Plan Reasonably and Cut Back If Needed

A sure path to misery is an overly ambitious hiking plan. Be realistic about your abilities (limits) and avoid “destinationitis,” where you obsess about reaching an objective. Pushing past the point of fatigue is a recipe for injury, or at the very least, will ensure a long and painful post-hike recovery. Look for trails that have multiple “aha” moments, rather than a long slog to a single spectacular place.


Warm Up and Cool Down

This is a technique borrowed from runners. When you begin your hike, go at an easy pace for the first few miles to allow your muscles to warm up. And, although it’s tempting to gallop ahead as you get closer to the destination, slow your pace instead to allow your muscles to cool down gradually.


Stretch and Self-Massage Right Away

This is another tip borrowed from runners: Do a light stretching routine right after you finish hiking. If you have your own stretching routine, consider timing your stretches to be sure you don’t rush through them. You can also check out Stretches for Trail Running for inspiration because trail runners and hikers rely on many of the same muscle groups.

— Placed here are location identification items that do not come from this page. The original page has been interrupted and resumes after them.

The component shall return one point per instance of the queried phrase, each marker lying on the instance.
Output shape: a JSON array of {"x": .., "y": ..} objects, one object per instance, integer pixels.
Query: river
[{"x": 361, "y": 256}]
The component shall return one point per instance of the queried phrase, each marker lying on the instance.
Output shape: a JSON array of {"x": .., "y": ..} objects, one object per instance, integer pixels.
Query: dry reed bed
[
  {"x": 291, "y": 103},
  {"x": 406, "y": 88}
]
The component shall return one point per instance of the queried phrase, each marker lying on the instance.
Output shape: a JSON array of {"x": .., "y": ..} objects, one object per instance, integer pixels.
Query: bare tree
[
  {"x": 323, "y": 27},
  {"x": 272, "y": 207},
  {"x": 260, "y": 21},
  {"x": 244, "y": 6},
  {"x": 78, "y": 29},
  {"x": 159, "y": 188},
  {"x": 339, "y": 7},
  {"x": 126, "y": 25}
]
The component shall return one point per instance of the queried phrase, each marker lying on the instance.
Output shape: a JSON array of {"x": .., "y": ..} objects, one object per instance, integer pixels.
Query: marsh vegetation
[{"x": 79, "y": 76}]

If you know any yoga poses, doing a few of your favorites when you reach camp is another good way to stretch a little and ease your body into a more relaxed post-hike state. You can also check out some of the post-activity poses in Yoga for Trail Running for poses you might try.

Even though you’re not likely to pack a foam roller in your pack, some of your gear can be pressed into duty as a rolling massager: A hard-sided water or fuel bottle, for example. For ideas on massages you might do, read Foam Roller Exercises. You can also use a collapsed trekking pole as an impromptu rolling stick on sore leg muscles.

Finally, avoid the temptation to simply collapse on the ground when you remove your pack. Even if you don’t choose to do stretching, yoga or massage, simply doing a few light camp chores can be a good way to ease your body’s transition from exertion to relaxation.